On December 7th, the holidays came early for Bitcoiners as the bitcoin price exploded past $19,200 USD on South Korean exchange Bithumb and Coinbase’s trading exchange GDAX just before 10:30a.m. EST.
The astonishing rally was short-lived, however — as users flooded online to take profits, major exchanges like Coinbase and GDAX crashed and were only brought back online several hours later.
Accordingly, those that could sell did; and as everyone got the same idea at once, the bitcoin price quickly slid down and bounced around the $16,000 price point for the next several hours.
Before the incredible price surge, Bitcoin holders already had reason to rejoice, as many users had woken up to bitcoin reaching what was already an all-time price high of $17,000.

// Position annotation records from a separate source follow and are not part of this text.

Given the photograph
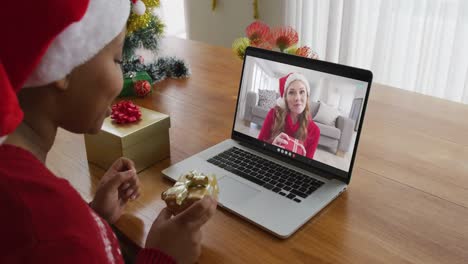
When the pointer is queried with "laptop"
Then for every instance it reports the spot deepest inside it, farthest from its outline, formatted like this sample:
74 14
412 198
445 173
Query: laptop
276 186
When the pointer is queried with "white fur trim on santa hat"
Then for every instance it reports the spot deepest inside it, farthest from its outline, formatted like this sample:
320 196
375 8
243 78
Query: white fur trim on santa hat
291 78
102 22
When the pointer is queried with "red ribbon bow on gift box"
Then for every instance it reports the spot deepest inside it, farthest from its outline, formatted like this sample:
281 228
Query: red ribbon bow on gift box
125 112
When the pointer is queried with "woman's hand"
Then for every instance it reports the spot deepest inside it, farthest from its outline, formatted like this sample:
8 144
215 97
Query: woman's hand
281 140
118 185
180 236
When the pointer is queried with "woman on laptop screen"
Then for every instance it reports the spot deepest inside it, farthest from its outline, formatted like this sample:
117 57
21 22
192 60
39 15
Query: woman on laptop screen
289 124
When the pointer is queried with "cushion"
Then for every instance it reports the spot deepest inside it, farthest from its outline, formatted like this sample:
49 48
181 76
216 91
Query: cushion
259 111
326 115
329 131
266 98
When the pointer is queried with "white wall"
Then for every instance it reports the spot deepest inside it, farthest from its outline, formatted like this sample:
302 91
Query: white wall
229 20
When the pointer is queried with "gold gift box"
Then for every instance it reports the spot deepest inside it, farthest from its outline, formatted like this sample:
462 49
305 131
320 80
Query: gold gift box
145 142
189 188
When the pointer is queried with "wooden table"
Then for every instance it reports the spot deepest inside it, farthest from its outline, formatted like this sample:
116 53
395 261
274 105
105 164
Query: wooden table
408 198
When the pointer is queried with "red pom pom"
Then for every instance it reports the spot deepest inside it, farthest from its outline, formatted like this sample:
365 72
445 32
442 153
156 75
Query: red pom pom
125 112
142 88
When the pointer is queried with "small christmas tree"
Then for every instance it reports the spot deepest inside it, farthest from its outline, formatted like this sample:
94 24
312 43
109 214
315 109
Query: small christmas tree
144 32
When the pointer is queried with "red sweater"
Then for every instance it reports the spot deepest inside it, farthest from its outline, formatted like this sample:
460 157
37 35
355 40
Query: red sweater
44 220
313 131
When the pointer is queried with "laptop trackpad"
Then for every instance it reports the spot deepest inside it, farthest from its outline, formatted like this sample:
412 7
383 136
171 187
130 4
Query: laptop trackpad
233 191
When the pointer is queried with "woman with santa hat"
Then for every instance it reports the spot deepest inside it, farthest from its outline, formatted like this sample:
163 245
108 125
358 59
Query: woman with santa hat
60 67
289 124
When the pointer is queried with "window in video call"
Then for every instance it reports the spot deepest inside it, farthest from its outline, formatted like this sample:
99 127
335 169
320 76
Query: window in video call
305 113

The supermajority of the volume that contributed to that monumental rally came from five of the world’s most dominant cryptocurrency exchanges: bitFlyer (Japan), GDAX (USA), Bithumb (S. Korea), BitMEX (Mexico), and Bitfinex (?).
To that end, at the peak of the episode Bitcoin reached its highest market capitalization yet, eclipsing a market share of $274 billion. Now, then, the number one cryptocurrency is only one-fourth of the way to an increasingly realistic $1 trillion market cap.

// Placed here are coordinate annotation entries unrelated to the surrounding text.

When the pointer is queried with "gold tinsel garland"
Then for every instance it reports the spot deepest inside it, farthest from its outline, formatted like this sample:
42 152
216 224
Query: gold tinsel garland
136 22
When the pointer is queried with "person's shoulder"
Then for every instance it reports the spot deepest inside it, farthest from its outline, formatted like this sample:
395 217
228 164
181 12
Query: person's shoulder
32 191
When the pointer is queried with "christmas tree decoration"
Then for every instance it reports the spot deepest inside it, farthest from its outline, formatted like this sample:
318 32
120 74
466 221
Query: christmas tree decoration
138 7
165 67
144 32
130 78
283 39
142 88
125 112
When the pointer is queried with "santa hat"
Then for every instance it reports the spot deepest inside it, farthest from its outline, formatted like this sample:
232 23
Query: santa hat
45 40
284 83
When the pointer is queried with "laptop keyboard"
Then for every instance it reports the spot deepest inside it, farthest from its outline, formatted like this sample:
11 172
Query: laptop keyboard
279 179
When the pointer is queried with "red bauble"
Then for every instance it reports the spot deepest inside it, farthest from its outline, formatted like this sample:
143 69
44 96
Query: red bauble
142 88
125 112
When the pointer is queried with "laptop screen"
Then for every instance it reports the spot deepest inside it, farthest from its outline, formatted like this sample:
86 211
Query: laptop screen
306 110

Talk of corrections and retracements bubble up every time bitcoin hits a new price milestone. Per acclaimed technical analyst Ramiro Burgos, though,the current price movement is still “strong enough” of a trend to settle in a sideways price pattern.
Yet even if BTC were to tumble down further, Burgos has $10k as the support line.
And $10,000 is completely respectable, seeing as how that’s where the bitcoin price was just one week ago. Speculative bubbles don’t stop midway through popping, after all.
TLDR: Buyers flooded onto the world’s top crypto exchanges in droves and the BTC price briefly surged past $19,000 USD accordingly.